File Systems and a Theory of Edits

Michael Nahas <mike.nahas@xxxxxxxxx> · Sat, 30 Jul 2011 10:29:36 -0400

I've spent a month thinking about the design of git.  This is the
result of that work.

My understand of git is that, at the lower level, it stores and
communicates snapshots of a file system.  At the upper level, git
manipulates "edit"s: the change between two snapshots.

I'm proposing:
    1) Creating git commands that mimic Unix's file system commands
       and operate on those snapshots.
    2) A language for describing git's manipulations of edits
    3) Creating aliases that will allow the working tree and state
       stored in the index to be treated like file systems

I want to thank Jeff King ("Peff") for being my sounding board for the
theory of edits.

1) Snapshots
2) A Theory of Edits
3) File Systems
3.1) Merge Conflict
4) Conclusion

1) Snapshots

Commits consist of:
    1) A snapshot of the file system
    2) Some meta-information
    3) link(s) to past commit(s)

I'm only concerned about #1 here.

The way to make something both easy to learn and easy to remember is
to imitate something the user is already familiar with.  Thus my
proposal is:

PROPOSAL 1: git should imitate the Unix file system commands for
accessing the snapshot of a commit.

For these commands to work, the git command will have to include an
argument that specifies which commit it operates on.  So some basic
ones might be:
    "git ls <commit> -- <path>"
    "git cat <commit> -- <path>"
(There exists "git ls-files", "git ls-tree", and "git cat-file" but
they are not quite the same.)
    "git find <commit> -- ..."
    "git grep <commit> -- <path>" (Exists)
The Unix command "diff" compares two files/directories.  So, the "git"
version requires two commits to be specified.
    "git diff <commit> <commit> -- <path>"   (Exists)
I'd love to see something to apply a command to every file in a commit
or every file found by "git find".
    "git xargs <commit> ..."  (Is this possible?)
Since snapshots are a read-only version of a file system, git can't
implement the commands "rm", "mv", or "cp".

2) A Theory of Edits

Snapshots in the object store are easy to understand.  But to go
further, we need to be able to look at the index file and the working
tree.  During a merge conflict, the index file and working tree go
into an unusual state.  To understand that state, I spent a month
coming up with a mathematical theory to describe what git does.

Git, at the upper level, manipulates edits.  An "edit" here is a very
specific term.  It is the changes between two specific snapshots.  I'm
going to introduce some notation: if two snapshots are A and B, then
the edit is written A:B.

==============
WARNING: Great boredom ahead.  Mathematicians and theoriticians:
enjoy!  Everyone else: read as much as you can and when you start to
fall asleep, skip to the next subsection.
==============

Edits have mathematical properties.  It's easy to see that B:A is the
"inverse edit" of A:B.  The edit A:A is the "empty edit" for snapshot
A.  An edit A:B can be "split" using a snapshot C to make edits
A:C and C:B or, written another way, A:C:B.  Likewise, edits A:B and
B:C can be "joined" to form A:C.

    * The inverse edit is generated by "git revert".
    * The empty edit can be written by "git commit --allow-empty".
    * Splitting an edit will be demonstrated later using "git add".
    * Joining an edit is done "git commit --amend"

An edit has a specific start and end snapshot.  If you want to do a
similar change with a different starting snapshot, you need to
"patch"; patch() is a function that takes an edit and a new starting
state and returns the ending snapshot of a new edit.  So, patch(A:B,
C) may return D, where C:D is a new edit containing a change similar
to A:B.  I say "may return" because a patch starting at snapshot C
might not exist.  For example, if the edit A:B moves file "foo.txt" to
"bar.txt" and snapshot C does not have a file "foo.txt" nor "bar.txt",
then the patch cannot exist.  [Note, there can be many definitions of
a patch() function.
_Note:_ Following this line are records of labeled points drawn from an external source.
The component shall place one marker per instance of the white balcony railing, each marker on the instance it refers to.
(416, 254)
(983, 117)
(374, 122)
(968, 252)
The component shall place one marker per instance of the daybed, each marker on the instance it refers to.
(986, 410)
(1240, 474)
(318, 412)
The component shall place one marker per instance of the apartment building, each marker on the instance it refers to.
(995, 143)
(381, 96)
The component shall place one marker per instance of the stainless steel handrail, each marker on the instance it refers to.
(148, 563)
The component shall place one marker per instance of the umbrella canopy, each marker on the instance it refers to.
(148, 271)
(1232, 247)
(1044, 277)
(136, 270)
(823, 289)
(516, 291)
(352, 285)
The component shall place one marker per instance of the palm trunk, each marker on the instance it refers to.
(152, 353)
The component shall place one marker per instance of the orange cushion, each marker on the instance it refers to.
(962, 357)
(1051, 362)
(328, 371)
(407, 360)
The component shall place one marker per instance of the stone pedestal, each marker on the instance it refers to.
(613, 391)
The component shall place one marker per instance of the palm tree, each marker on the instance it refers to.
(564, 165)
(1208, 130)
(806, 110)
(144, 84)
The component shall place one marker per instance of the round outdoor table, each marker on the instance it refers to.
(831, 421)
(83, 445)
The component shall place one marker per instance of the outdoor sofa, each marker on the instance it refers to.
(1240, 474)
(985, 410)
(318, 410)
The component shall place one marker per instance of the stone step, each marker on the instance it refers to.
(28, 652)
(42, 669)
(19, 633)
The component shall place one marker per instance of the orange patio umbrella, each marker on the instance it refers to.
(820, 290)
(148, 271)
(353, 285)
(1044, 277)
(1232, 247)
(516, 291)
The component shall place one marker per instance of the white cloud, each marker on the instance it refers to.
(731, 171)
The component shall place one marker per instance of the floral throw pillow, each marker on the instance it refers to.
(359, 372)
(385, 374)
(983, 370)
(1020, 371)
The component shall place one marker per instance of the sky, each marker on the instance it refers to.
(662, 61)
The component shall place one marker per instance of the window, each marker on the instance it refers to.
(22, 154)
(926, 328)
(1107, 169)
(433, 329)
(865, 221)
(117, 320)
I'm not picking one; I'm just saying one exists.]

    * patch() is most easily seen in "git cherry-pick"

The last definition concerns reordering edits A:B and B:C.  The edits
are reorderable if a patch of B:C can put in front of a patch for A:B
and the resulting edit still ends up at the same final snapshot
C. Formally, A:B:C is "reorderable" if there exists A:D:C such that
patch(B:C, A) = D and patch(A:B, D) = C.

    "git rebase --interactive" can reorder (and do anything else!)

PROPOSAL 2: adopt a term like edit and rigorous terms
like split, join, and reorder to describe the operations of git
commands.
We should also use exacting vocabulary to describe git commands.  It's
not unusual to use the word "commit" when referring to:
    * a snapshot  (stored in the commit's tree object)
    * an edit   (the difference between this commit's snapshot and its
                   parent's (if it has only one parent...))
    * a complete history of edits going back to the initial snapshot
    * the commit object itself (e.g., when tagged)
While often the appropriate definition can be picked up from context,
we should be precise if possible.
It would be good to define a term like "snapshot tree" that refers to
a tree object that is the root of a snapshot, to differentiate it from
other tree objects that store subdirectories.

3) File Systems : There exist snapshots outside the object store!

This statement may surprise you: The current state of the working tree
is a snapshot.  The working tree is a file system so its state at any
one point, is a snapshot of a file system.  For brevity, I'm going to
call that snapshot WTREE.  We can talk about the edit between any
other snapshot (like ones stored in a commit) and WTREE.  Usually,
we'll talk about the edit from HEAD to WTREE.

If the edit from HEAD to WTREE contains more than one feature and we
want to package each feature into its own edit, we need to split the
HEAD to WTREE edit.  And, to split an edit, we need another
snapshot...

Another surprising statement: A snapshot can be computed from the
index file and HEAD (when not in merge-conflict state).  My validation
for this statement is that at any point, we can type "commit
--allow-empty" and a new commit will be written to the current branch.
That commit contains a snapshot generated from the index file and
HEAD.  Since the snapshot computed from the index file and HEAD will
become the next commit written, I'll refer to it as NEXT.

I want to be clear that NEXT is not the index file.  NEXT is a
snapshot.  The index file is a file.  The index file (with HEAD) is
just one way to store a snapshot.  Since we can modify the files that
will go in the next commit, NEXT is actually a file system like WTREE.
Although the man page for "git add" says it "add[s] file contents to
the index", I think a better way to say it is that it copies the files
into the NEXT file system.

To recap: a common operation in git is to split the HEAD to WTREE edit
by "git add"ing files to the NEXT file system and then using "git
commit" to write a snapshot of NEXT into the object store, making the
edit permanent.  (You may want to reread that sentence a few times
until it becomes clear.)

Now, the concepts of WTREE and NEXT work most of the time.  However,
when there is a merge conflict, the index file takes on a special
state.  This is why I developed a theory around edits: I need it to
describe what happens then and why.

4) Merge Conflict

I'm going to use "git cherry-pick" for my example.  It involves
merging a single edit, so it's the easiest case.

A cherry-pick is almost a direct application of patch().  We have an
edit A:B and we want to move it onto snapshot C.  But we said earlier,
the result of a patch() function may or may not exist.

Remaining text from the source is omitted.